Mo 14.11.16

La Palma: Eine Dusche im Lorbeerwald


Feuer, Wasser und Wind haben ein fantastisches Wandergebiet geschaffen


Um in der Caldera de Taburiente zu wandern, braucht man eine gute Kondition.

Um in der Caldera de Taburiente zu wandern, braucht man eine gute Kondition.

Ein Spaß für die ganze Familie: die Wanderung durch 13 Tunnel im Nordosten. Fotos: mw

Ein Spaß für die ganze Familie: die Wanderung durch 13 Tunnel im Nordosten. Fotos: mw

Ein „Erlebnis der Elemente“ hatte das Spanische Fremdenverkehrsamt für den Besuch von La Palma versprochen – und damit nicht übertrieben. Augenblicklich kommen die Elemente von allen Seiten.

Im zwölften und vorletzten alten Kriechtunnel, der die Quellen Marcos und Cordero im Nordosten der Kanareninsel seit mehr als 100 Jahren durch einen schmalen Kanal ins Tal zu den Bananenplantagen leitet, rauscht von beiden Wänden ein Wasserfall auf Köpfe und Rucksäcke herab. Hier muss hindurch, wer ans andere Ende möchte. Die kalte Dusche ist so laut, dass man schreien muss, um sich zu verständigen.

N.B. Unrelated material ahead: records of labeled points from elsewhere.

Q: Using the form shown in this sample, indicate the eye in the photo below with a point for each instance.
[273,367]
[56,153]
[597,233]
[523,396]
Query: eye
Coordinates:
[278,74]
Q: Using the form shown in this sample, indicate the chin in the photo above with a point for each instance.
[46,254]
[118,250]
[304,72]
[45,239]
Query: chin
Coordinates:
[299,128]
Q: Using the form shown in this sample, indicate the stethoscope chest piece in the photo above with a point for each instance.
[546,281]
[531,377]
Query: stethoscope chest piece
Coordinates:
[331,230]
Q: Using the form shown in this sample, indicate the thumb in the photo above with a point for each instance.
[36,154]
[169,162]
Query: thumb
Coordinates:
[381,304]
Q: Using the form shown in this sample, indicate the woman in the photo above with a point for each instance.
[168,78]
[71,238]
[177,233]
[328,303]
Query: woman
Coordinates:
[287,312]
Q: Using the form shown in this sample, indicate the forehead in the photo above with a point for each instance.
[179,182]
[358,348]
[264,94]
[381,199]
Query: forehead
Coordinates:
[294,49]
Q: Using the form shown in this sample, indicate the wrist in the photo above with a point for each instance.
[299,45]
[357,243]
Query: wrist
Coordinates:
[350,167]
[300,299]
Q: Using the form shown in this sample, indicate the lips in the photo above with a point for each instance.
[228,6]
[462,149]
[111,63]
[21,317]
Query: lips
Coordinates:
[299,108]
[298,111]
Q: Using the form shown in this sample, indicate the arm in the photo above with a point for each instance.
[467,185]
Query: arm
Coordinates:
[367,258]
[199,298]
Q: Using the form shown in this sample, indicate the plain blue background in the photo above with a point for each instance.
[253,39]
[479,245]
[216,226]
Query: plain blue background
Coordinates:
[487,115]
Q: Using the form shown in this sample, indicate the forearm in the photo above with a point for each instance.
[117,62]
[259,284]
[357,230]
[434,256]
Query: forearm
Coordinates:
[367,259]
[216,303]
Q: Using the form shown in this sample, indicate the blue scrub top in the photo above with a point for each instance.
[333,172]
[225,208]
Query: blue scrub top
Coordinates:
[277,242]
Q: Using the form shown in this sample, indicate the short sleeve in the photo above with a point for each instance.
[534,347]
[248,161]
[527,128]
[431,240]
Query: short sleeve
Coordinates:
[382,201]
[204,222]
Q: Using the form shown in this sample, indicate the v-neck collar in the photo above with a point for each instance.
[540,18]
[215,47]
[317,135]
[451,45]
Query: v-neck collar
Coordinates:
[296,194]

Einige der grob ausgeschlagenen Tunnel sind fast 250 Meter lang. Wer sich mit Taschenlampe und bestenfalls mit einem Helm auf dem Kopf auf den meist nur armbreiten Pfaden hindurchgetastet hat, der erlebt an jedem Ausgang eine Überraschung.

Die grünste Kanareninsel
Immer wieder öffnen sich auf dem windungsreichen Versorgungspfad neue Ausblicke auf wolkenverhangene Berge und grüne Nebelwälder. Und nach dem letzten Durchlass führt der Pfad dann 900 Meter steil abwärts durch ein schroffes Flussbett mit mächtigen Felsbrocken in den schummrig dunklen Lorbeerwald von Los Tilos mit seinen Riesenfarnen, mit krautiger Baumheide und 57 endemischen Arten. Am Ende lädt ein Wasserfall vor einer Wand aus Farnen zum Pausieren ein. Nur Dinosaurier gibt es in dieser Urlandschaft nicht – allenfalls Frösche.

La Palma ist nicht nur die jüngste Kanareninsel, sondern auch die grünste. Ein Vulkanausbruch hob sie aus 4.000 Metern Meerestiefe hervor. Das Gestein wirkt als mächtige Barriere für die Passatwinde. Die Bäume kämmen den fast täglich an den Bergen hängenden Wolken die Feuchtigkeit aus und sorgen so für das fruchtbare Mikroklima.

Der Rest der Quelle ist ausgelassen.